Ces jeunes qui représentent désormais plus de la moitié de la population et qui, pourtant, ne sont pas réellement représentés dans les institutions politiques nationales... Résultat, bon nombre d’entre eux ne votent plus, n’adhèrent plus aux partis politiques et ne lisent même plus les quotidiens nationaux. Par désengagement, par lassitude, par trop d’espoirs envolés.
Les barrières traditionnelles, telles que le favoritisme ou le tribalisme, empêchent l’admission de la jeunesse dans la politique locale, et limitent aussi sa participation à la vie active. Elle n’a plus aucune échappatoire. Pas d’emploi. Pas de formation. L’éducation souffre d’un manque de structuration et d’engagement responsable du corps enseignant. Il paraît difficile de parvenir à de bons résultats quand les professeurs désertent l’école publique pour aller donner des cours dans des écoles privées. Devant les consulats, les files d’attente s’allongent : les étudiants de premier et de deuxième cycle peinent à obtenir leur visa d’études.

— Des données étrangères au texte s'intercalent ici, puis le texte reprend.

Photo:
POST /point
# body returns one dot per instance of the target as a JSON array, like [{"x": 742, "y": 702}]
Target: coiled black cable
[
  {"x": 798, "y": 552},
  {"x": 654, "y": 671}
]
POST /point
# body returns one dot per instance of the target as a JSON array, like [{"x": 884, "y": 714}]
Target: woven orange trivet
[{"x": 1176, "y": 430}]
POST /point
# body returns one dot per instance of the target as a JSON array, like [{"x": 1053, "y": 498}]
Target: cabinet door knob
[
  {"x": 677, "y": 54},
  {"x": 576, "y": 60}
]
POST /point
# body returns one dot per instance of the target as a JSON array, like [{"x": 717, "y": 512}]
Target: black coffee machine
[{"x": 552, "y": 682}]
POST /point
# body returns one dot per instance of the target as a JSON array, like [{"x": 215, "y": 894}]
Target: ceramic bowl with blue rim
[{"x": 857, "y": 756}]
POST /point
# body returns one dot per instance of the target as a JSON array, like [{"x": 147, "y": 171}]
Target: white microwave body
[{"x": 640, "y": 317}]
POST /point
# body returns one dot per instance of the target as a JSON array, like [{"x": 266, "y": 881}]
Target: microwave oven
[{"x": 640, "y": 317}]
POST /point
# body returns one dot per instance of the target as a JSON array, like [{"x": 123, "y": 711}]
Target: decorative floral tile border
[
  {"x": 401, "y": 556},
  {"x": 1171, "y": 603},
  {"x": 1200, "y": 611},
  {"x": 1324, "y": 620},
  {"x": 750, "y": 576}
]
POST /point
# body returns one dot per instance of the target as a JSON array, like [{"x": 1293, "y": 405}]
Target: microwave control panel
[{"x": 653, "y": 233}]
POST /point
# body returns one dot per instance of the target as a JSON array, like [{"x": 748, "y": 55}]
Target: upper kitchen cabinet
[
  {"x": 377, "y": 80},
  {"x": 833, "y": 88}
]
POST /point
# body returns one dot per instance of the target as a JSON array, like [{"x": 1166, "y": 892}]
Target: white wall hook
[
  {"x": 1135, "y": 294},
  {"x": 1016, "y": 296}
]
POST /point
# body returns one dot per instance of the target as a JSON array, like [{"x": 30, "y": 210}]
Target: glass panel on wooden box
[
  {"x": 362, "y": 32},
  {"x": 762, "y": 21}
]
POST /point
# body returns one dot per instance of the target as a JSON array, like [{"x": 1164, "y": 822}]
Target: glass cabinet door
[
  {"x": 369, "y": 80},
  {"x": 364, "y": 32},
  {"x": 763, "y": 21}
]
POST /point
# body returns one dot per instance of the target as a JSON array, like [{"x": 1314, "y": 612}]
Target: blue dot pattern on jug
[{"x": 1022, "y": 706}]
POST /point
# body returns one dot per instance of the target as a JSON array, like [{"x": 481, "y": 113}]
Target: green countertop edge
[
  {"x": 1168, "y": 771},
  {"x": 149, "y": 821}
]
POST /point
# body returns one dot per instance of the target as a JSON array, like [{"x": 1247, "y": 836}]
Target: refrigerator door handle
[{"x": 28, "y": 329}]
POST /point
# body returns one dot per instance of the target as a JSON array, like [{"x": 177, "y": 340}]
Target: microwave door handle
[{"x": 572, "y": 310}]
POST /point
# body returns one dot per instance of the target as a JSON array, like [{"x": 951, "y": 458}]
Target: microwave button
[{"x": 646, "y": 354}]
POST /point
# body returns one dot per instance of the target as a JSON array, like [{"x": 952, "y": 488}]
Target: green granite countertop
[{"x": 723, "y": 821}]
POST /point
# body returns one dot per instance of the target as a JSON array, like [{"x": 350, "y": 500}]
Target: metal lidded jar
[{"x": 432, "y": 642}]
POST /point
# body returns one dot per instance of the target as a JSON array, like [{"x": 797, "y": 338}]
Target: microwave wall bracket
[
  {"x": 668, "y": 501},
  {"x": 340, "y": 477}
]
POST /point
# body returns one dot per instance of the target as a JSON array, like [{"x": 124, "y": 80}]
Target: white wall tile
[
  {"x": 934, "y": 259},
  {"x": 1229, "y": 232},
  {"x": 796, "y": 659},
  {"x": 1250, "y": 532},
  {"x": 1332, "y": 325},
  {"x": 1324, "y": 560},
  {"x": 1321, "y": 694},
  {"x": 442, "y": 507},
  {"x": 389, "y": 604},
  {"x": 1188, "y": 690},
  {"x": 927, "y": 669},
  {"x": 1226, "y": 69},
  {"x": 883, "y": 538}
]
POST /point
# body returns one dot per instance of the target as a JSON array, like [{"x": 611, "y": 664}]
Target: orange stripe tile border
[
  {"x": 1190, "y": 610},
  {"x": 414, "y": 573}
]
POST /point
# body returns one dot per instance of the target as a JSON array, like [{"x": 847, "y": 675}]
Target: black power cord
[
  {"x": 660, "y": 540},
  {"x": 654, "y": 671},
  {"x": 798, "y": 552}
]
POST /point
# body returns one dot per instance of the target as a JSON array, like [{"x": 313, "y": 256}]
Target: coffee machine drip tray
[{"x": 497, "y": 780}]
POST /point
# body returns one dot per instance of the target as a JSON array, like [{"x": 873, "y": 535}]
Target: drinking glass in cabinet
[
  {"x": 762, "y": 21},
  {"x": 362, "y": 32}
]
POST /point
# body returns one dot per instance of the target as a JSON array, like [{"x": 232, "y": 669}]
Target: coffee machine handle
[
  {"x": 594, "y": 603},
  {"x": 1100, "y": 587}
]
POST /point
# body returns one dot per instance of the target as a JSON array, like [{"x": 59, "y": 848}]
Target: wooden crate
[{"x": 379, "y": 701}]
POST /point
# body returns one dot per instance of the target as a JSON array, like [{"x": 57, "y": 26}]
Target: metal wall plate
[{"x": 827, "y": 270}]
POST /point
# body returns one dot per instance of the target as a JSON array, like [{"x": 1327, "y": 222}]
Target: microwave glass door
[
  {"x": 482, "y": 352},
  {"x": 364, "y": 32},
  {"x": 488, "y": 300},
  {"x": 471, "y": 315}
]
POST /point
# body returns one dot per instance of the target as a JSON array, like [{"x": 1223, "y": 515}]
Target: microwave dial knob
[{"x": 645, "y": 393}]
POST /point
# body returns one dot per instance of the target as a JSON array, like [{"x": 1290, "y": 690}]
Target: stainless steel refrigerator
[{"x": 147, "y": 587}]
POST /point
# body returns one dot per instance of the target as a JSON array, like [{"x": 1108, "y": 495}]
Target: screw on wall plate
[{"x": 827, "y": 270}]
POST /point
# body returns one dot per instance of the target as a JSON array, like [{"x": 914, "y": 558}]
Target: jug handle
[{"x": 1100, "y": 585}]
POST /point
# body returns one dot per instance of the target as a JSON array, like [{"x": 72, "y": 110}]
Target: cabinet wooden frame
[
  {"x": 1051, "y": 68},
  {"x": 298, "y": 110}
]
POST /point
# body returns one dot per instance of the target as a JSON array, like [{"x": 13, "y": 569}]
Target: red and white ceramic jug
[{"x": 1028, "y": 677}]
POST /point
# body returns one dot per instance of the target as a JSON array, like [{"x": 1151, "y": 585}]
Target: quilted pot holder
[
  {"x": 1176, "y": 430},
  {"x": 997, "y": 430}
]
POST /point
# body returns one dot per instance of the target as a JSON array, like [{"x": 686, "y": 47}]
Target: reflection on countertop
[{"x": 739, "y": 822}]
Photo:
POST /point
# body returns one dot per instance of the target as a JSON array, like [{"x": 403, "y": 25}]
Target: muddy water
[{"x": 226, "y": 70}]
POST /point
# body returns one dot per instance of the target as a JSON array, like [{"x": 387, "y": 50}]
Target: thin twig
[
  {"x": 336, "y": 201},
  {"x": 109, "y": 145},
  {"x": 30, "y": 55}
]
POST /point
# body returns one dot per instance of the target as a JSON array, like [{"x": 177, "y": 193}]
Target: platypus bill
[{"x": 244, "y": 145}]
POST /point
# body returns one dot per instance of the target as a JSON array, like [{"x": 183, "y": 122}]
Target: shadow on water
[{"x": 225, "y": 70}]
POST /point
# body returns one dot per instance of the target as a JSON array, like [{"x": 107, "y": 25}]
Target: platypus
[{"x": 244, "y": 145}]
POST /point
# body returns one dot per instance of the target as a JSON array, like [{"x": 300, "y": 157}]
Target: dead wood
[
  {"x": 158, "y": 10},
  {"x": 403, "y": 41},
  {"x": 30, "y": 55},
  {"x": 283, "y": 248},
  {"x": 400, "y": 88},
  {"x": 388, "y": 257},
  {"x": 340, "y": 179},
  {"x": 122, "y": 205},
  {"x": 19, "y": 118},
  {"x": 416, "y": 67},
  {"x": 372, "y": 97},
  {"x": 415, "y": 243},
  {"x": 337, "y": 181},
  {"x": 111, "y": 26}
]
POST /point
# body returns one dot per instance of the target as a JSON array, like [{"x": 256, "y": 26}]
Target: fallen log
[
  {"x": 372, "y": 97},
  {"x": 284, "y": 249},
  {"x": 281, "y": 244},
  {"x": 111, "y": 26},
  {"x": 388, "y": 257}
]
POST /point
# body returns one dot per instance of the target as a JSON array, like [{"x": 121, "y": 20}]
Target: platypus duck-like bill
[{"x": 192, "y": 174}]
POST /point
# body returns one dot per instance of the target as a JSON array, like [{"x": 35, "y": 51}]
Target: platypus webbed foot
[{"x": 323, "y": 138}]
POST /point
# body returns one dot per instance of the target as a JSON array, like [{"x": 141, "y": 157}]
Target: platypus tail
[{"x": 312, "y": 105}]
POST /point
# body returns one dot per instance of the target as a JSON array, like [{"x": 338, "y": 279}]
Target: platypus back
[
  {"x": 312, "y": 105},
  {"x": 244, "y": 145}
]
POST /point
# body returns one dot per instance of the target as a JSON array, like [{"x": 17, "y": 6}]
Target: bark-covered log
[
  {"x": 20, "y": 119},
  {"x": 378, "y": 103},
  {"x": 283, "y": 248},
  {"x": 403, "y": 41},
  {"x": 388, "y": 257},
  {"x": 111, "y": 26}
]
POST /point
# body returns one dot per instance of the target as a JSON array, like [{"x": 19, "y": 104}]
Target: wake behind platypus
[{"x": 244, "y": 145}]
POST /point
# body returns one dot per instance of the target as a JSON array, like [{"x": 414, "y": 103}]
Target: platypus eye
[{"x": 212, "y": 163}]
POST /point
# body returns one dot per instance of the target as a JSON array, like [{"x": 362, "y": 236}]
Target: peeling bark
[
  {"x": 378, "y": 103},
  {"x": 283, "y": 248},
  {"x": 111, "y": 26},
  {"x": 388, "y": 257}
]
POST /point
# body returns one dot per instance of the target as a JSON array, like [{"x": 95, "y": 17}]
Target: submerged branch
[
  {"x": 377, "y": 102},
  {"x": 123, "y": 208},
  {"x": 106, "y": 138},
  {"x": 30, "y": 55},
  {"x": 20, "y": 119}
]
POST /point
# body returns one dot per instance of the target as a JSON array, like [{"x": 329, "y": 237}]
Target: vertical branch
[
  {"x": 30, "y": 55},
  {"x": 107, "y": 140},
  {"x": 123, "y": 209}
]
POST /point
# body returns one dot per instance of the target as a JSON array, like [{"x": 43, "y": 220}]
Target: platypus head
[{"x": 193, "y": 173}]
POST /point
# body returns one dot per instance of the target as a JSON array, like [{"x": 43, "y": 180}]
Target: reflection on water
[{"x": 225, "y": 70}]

Pourtant, inclure les jeunes dans la vie politique constitue un enjeu fondamental. C’est ce qu’ont démontré, en 2011, les manifestations populaires dans les rues de la capitale et à l’intérieur du pays, comme à Maghama, où a été tué le jeune Lamine Mangane, dans des circonstances encore non élucidées. Il est nécessaire d’engager un dialogue entre l’État, les élus locaux, la société civile et les partis politiques sur l’importance de cette participation des jeunes et sur les conséquences néfastes qui peuvent résulter de leur marginalisation : immigration, criminalité, toxicomanie, terrorisme.
L’État mauritanien a toujours promis des infrastructures et du travail aux jeunes. Or le taux de chômage est d’environ 30 %, la jeunesse constituant 70 % des demandeurs d’emploi. Parmi eux, des illettrés, des ouvriers, des diplômés, des artisans, des artistes. Las d’attendre, ils ont décidé de se prendre en main.
À Nouakchott, la jeunesse exprime son ras-le-bol à travers le rap, qui est devenu très populaire. Les artistes ont monté leurs studios, leurs événements culturels et leurs propres boîtes de production. Surtout, ils ont pu accéder à l’emploi par la création : musique, arts plastiques, street wear, artisanat, tourisme, etc. Depuis 2008, les initiatives les plus en vue en Mauritanie, comme le festival Assalamalekoum, la Jeune Chambre de commerce de Mauritanie, le festival Nouakshort Film, La Marmite du partage, ou encore Startup Weekend Nouakchott, ont été pensées et portées par des jeunes militants, investis et patriotes.
Être jeune et mauritanien en 2014, c’est non seulement affronter le défi d’être seul face à ses propres responsabilités, mais c’est aussi le devoir de réussir, pour donner au pays ce qu’il n’a pas pu offrir à ses propres enfants. C’est écrire la musique que toute la jeunesse de Mauritanie rêve d’entendre.
* Kane Limam Monza est auteur-interprète et fondateur du festival Assalamalekoum.